Differentiable Scheduled Sampling for Credit Assignment
Kartik Goyal, Chris Dyer, Taylor Berg-Kirkpatrick
TL;DR
This work tackles exposure bias in seq2seq training by introducing differentiable relaxations of greedy decoding, enabling continuous backpropagation through earlier decoding decisions. It introduces soft-argmax and a Gumbel-based reparameterization for sample-based training, forming differentiable relaxed decoders within scheduled sampling. Empirical results on German-English MT and German NER show consistent improvements over cross-entropy and conventional scheduled sampling, highlighting improved credit assignment and potentially lower gradient variance.
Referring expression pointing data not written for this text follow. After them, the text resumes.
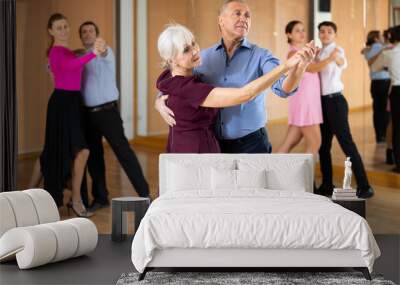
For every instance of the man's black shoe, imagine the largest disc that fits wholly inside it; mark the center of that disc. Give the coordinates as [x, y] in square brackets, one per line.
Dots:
[389, 156]
[396, 169]
[325, 190]
[365, 193]
[97, 206]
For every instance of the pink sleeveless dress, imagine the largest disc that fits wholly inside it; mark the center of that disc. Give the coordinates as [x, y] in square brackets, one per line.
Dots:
[305, 105]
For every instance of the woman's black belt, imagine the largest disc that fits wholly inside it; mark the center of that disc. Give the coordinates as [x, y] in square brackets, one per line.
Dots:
[101, 107]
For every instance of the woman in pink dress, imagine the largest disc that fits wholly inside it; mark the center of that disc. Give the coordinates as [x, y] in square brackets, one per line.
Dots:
[305, 111]
[65, 150]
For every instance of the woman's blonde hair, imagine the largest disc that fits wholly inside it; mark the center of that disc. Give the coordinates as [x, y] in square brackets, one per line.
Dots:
[173, 41]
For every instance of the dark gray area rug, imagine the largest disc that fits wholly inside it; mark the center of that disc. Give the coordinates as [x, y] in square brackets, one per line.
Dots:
[243, 278]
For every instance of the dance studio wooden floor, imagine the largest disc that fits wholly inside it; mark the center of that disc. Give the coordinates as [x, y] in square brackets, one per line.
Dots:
[383, 210]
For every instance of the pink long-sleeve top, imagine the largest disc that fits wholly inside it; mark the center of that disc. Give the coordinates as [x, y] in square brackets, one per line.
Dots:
[67, 67]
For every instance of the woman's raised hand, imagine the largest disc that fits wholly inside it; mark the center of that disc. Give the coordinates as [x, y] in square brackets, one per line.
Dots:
[303, 56]
[100, 46]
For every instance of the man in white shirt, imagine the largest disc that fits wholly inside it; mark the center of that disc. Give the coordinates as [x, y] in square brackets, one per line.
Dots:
[390, 59]
[335, 115]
The approach maintains training efficiency comparable to standard seq2seq training and offers a scalable path for more informative training signals in sequence prediction tasks.
Abstract
We demonstrate that a continuous relaxation of the argmax operation can be used to create a differentiable approximation to greedy decoding for sequence-to-sequence (seq2seq) models. By incorporating this approximation into the scheduled sampling training procedure (Bengio et al., 2015)--a well-known technique for correcting exposure bias--we introduce a new training objective that is continuous and differentiable everywhere and that can provide informative gradients near points where previous decoding decisions change their value. In addition, by using a related approximation, we demonstrate a similar approach to sampled-based training. Finally, we show that our approach outperforms cross-entropy training and scheduled sampling procedures in two sequence prediction tasks: named entity recognition and machine translation.